US retail sales fell for the first time in seven months in September, raising fears that a slowdown in the American manufacturing sector could be starting to bleed into the consumer side of the economy.
The Commerce Department said yesterday retail sales dropped 0,3 percent last month as households slashed spending on building materials, online purchases and especially automobiles. The decline was the first since February.
Data for August was revised up to show retail sales gaining 0.6percent instead of 0,4 percent as previously reported. Economists polled by Reuters had forecast retail sales would climb 0,3 percent in September. Compared to September last year, retail sales increased by 4,1 percent.
“While this is by no means conclusive evidence that the consumer is wavering (after all, the upward revisions reduce the impact of September’s declines), it nonetheless reinforces our ongoing concern that a spending retrenchment will ultimately trigger a more durable slowdown,” wrote Ian Lyngen, head of rates research at BMO Capital Markets.

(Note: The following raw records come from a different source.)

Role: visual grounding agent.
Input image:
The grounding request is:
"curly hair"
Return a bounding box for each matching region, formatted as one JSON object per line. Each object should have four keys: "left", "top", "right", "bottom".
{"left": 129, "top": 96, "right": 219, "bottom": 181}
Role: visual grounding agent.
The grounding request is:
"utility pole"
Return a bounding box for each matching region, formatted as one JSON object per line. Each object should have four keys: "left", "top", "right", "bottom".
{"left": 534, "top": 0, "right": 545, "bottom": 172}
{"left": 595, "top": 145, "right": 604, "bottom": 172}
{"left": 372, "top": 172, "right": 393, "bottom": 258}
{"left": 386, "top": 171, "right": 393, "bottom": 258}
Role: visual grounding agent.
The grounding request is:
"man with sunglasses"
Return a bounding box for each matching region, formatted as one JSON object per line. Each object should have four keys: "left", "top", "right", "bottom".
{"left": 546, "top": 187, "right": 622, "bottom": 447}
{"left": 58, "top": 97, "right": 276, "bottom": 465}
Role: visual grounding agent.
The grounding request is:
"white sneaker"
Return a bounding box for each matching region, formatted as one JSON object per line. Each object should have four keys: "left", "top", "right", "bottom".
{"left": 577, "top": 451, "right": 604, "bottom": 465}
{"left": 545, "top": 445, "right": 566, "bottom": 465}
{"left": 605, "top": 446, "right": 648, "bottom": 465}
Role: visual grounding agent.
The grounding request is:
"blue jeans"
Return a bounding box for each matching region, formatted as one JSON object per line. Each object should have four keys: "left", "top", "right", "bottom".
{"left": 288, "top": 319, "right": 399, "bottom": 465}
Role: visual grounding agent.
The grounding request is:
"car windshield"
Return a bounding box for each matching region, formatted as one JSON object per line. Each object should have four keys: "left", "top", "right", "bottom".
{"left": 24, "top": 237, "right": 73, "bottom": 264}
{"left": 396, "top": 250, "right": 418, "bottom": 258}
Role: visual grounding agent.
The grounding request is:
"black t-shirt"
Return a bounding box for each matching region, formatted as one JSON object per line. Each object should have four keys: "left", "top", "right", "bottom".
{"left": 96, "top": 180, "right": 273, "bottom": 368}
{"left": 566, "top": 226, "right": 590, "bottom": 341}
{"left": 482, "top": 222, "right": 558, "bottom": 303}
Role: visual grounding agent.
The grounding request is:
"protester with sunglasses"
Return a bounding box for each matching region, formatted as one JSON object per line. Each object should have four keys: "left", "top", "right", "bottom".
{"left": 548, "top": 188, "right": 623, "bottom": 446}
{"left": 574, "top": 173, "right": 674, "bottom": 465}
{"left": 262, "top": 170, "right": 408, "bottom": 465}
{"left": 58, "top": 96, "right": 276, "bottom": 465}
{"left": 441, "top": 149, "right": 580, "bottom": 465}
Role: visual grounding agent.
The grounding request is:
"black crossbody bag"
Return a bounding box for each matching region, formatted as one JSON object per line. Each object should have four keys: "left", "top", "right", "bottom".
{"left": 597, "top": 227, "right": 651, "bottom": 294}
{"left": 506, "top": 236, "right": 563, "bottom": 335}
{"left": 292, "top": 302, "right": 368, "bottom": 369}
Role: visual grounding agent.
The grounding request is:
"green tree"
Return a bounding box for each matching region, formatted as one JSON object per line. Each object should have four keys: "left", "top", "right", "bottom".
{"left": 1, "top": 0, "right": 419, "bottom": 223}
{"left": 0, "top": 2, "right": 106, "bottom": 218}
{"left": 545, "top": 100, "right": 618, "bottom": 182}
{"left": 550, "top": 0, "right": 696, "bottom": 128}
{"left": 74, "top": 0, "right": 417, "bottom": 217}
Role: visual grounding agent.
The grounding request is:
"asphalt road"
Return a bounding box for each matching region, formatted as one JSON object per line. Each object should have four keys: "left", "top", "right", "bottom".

Auto sales fell 0,9percent in September, the most in eight months, after accelerating 1,9 percent in August. Receipts at service stations fell 0,7 percent, likely reflecting cheaper gasoline.
Excluding automobiles, gasoline, building materials and food services, retail sales were little changed in September after climbing 0,3 percent in August. The so-called core figure corresponds more closely to the consumer spending component of US economic activity. — CNBC.